Colin Conwell · Jacob Prince · George Alvarez · Talia Konkle
Rapid simultaneous advances in machine vision and cognitive neuroimaging present an unparalleled opportunity to assess the current state of artificial models of the human visual system. Here, we perform a large-scale benchmarking analysis of 72 modern deep neural network models to characterize with robust statistical power how differences in architecture and training task contribute to the prediction of human fMRI activity across 16 distinct regions of the human visual system.

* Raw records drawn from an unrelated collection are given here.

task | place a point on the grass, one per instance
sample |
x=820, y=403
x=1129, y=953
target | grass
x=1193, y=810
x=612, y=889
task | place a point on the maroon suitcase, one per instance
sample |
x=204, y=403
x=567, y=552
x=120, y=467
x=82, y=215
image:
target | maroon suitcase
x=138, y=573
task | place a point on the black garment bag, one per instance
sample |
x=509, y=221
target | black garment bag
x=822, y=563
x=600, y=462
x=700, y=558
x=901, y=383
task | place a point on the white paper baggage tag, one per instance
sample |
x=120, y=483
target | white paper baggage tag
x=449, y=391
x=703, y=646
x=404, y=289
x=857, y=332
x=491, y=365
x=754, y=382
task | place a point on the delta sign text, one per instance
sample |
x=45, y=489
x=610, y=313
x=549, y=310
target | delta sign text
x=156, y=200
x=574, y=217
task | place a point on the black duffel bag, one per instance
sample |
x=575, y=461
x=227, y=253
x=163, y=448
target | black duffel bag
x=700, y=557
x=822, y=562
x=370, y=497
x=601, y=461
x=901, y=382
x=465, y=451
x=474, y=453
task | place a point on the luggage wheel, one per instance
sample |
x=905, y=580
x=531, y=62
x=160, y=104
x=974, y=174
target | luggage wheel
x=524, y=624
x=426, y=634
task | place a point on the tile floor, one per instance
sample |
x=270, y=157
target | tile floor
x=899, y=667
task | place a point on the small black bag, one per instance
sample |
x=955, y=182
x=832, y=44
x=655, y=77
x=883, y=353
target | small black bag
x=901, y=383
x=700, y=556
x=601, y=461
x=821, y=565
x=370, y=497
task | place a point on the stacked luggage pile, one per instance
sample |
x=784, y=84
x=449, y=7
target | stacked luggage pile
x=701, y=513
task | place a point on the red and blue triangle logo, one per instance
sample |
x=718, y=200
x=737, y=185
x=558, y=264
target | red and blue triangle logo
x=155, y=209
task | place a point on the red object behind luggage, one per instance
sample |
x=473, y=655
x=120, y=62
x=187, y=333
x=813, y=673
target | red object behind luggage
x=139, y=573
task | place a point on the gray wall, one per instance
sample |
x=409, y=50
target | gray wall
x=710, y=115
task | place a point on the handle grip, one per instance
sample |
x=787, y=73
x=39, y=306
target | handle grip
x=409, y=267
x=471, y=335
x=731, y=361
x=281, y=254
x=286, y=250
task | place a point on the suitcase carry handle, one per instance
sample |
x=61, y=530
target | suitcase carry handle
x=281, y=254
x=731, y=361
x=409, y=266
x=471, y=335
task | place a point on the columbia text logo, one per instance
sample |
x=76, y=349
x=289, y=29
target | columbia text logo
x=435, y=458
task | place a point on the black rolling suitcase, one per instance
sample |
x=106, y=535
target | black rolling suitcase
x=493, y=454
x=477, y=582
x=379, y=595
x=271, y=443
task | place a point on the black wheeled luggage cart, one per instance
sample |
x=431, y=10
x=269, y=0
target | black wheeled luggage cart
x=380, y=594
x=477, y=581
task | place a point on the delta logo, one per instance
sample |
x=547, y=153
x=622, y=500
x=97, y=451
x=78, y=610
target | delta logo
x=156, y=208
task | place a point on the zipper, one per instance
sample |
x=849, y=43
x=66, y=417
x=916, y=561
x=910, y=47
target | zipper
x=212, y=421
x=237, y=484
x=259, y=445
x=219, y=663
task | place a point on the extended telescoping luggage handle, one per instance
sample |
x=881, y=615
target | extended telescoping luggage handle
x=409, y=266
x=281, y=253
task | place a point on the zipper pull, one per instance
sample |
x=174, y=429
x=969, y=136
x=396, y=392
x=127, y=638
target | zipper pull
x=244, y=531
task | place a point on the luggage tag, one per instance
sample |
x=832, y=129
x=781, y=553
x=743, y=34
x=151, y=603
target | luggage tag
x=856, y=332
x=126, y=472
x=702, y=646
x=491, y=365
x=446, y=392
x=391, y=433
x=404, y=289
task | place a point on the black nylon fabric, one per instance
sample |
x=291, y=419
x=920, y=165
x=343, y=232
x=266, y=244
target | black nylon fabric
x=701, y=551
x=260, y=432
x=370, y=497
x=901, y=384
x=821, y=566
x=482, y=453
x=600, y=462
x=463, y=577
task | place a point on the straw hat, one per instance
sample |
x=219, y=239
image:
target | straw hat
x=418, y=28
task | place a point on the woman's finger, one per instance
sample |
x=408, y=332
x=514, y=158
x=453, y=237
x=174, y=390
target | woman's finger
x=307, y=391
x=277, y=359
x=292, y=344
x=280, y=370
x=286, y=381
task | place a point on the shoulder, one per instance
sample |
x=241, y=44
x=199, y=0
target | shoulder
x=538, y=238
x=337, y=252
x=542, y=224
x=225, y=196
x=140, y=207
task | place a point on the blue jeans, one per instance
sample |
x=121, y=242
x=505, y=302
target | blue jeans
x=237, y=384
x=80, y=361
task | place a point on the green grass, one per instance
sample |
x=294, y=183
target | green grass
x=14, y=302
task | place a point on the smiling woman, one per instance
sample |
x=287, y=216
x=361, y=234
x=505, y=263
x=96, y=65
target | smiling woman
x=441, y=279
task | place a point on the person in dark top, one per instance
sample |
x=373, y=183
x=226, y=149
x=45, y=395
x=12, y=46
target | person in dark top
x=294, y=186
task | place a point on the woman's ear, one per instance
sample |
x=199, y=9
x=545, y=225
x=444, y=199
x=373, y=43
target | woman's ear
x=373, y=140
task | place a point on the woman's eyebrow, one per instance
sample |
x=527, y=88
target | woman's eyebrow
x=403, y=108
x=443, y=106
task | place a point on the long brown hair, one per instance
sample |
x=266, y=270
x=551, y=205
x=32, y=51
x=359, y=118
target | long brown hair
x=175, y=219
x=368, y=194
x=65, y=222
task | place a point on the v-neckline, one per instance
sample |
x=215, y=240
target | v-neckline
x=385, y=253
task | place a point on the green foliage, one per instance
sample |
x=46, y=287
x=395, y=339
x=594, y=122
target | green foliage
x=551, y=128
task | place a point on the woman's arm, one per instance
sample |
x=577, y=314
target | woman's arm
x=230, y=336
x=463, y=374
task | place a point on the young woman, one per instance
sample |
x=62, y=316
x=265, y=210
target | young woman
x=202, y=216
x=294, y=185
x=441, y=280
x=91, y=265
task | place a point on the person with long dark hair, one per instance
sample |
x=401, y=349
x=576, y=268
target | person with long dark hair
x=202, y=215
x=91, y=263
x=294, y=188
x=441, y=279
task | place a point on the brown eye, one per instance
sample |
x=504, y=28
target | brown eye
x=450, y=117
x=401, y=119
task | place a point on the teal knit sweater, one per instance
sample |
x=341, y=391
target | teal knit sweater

We find: one, that even stark architectural differences (e.g. the absence of convolution in transformers and MLP-mixers) have very little consequence in emergent fits to brain data; two, that differences in task have clear effects--with categorization and self-supervised models showing relatively stronger brain predictivity across the board; three, that feature reweighting leads to substantial improvements in brain predictivity, without overfitting -- yielding model-to-brain regression weights that generalize at the same level of predictivity to brain responses over 1000s of new images. Broadly, this work presents a lay-of-the-land for the emergent correspondences between the feature spaces of modern deep neural network models and the representational structure inherent to the human visual system.